We pick and choose authenticity in our lives. We choose these political beliefs, these clothes, this music, this shade of terracotta, this holiday destination, in the belief that, because they have a special reality for us, they are more intrinsically real than other beliefs, clothes, notes, colours, islands. We make them ours. We perform a series of passionate identifications with artefacts, selecting them from the cultural market garden, thinking they will combine in a harmonious, thousand-petalled display and that will be the picture of our soul. We may get it wrong all the time, but what we once chose was once part of our sense of who we were. That’s what counts. And when a band such as Blondie comes back – driven by heaven knows what impulse of artistic or, more likely, financial need, but sounding true to themselves – you welcome them back, as you would regard with a wry smile a younger, handsomer photograph of yourself.
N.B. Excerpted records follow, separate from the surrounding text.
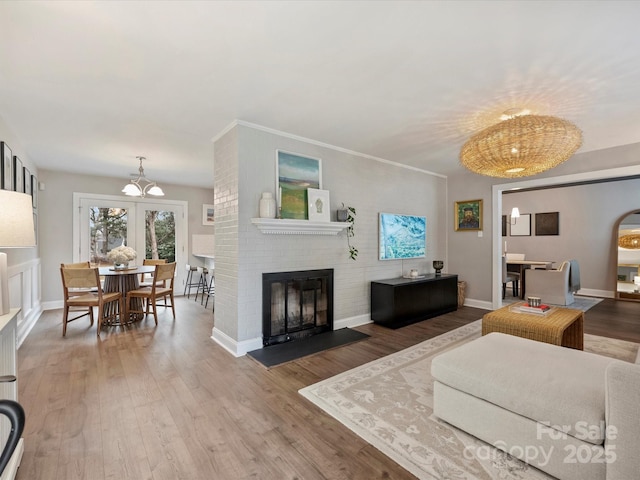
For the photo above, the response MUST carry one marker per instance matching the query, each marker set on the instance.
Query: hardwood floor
(167, 402)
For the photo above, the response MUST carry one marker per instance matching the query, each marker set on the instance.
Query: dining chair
(82, 289)
(190, 282)
(146, 282)
(150, 295)
(211, 291)
(87, 310)
(76, 265)
(203, 283)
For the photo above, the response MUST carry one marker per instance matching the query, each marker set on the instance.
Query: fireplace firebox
(296, 305)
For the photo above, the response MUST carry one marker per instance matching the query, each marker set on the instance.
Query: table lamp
(16, 230)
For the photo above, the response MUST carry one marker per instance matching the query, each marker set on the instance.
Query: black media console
(401, 301)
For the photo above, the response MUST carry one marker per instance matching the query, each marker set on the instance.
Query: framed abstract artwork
(548, 223)
(34, 191)
(18, 175)
(468, 215)
(522, 227)
(26, 175)
(294, 175)
(6, 166)
(207, 214)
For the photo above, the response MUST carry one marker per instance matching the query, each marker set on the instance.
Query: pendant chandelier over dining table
(520, 146)
(135, 188)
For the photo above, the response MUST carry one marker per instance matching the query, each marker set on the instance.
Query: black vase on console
(438, 265)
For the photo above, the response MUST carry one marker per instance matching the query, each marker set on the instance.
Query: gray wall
(18, 255)
(56, 218)
(369, 186)
(471, 257)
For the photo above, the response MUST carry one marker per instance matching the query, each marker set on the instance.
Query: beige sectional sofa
(572, 414)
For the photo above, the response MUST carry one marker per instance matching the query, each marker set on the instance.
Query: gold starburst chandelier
(631, 241)
(521, 146)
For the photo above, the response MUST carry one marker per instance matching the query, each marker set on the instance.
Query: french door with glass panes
(155, 229)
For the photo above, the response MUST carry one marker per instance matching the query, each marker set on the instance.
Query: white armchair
(554, 286)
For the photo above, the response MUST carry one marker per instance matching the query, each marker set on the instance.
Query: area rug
(389, 403)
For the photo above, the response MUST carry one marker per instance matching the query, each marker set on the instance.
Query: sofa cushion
(558, 386)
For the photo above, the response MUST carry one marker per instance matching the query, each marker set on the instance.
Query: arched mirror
(628, 270)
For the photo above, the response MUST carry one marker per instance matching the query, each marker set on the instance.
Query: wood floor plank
(166, 402)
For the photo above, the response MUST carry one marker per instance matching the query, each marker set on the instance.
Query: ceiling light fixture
(521, 145)
(136, 189)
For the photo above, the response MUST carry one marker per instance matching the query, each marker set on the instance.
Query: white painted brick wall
(368, 185)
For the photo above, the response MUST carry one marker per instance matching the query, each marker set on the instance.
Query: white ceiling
(88, 86)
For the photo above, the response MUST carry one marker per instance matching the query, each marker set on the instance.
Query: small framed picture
(18, 175)
(35, 226)
(207, 214)
(548, 223)
(522, 226)
(294, 174)
(26, 174)
(468, 215)
(34, 191)
(318, 205)
(7, 170)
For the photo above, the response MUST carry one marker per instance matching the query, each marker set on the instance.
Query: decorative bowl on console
(438, 266)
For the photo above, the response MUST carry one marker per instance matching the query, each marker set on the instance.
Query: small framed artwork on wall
(522, 227)
(207, 214)
(468, 215)
(34, 191)
(548, 223)
(18, 175)
(7, 169)
(26, 174)
(294, 174)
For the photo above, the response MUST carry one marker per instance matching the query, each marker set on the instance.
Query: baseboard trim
(351, 322)
(470, 302)
(235, 348)
(592, 292)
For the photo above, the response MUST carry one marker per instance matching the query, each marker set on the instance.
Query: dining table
(519, 266)
(123, 280)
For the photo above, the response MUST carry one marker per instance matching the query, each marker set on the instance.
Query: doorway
(154, 228)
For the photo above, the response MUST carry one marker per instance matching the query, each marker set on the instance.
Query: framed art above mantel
(294, 175)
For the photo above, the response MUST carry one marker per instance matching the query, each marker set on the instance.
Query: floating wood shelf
(279, 226)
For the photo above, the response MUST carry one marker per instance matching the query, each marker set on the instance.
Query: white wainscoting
(24, 292)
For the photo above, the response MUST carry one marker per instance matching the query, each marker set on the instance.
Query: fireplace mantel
(279, 226)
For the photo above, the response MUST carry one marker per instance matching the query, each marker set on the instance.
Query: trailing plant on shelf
(351, 219)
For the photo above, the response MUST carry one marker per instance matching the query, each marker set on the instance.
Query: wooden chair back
(151, 261)
(76, 265)
(80, 278)
(165, 272)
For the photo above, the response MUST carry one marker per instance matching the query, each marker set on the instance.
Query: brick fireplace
(296, 305)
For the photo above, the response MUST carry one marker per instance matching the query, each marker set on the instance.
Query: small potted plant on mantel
(348, 214)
Why is this comeback so popular? Maybe the country is full of sentimental 35-to-45-year-olds who grew up with Ms Harry’s trash-goddess vocals forming the sound-track of their lives, and now – with the house, the garden, the mortgage, the children and the asparagus kettle – like to feel they’re still grooving; that their heroine, their ice queen, is at No 1 in the charts, though of course they’re far too mature to care about “charts”. Perhaps the whole comeback culture is a saying-goodbye to the century by re-treading the boards we trod in youth. Somehow, you can’t imagine a Culture Club Nostalgia Tour in the year 2001. It’s that Big Nought, of course. The bands that used to make all the running have got just 10 months of final encores left before we hit Year Zero, and a whole new world of new acts, new music, new art forms, gets going.
I can’t say. But I’ll just go and put “Dreaming” on the record deck one more time. It’s probably the best of the singles that conquered the world at the end of the Seventies, and it finds the goddess in reflective mode: “We don’t stand on ceremony/ We just walk on by/ We just keep on dreaming”. So do we, Deborah, so do we.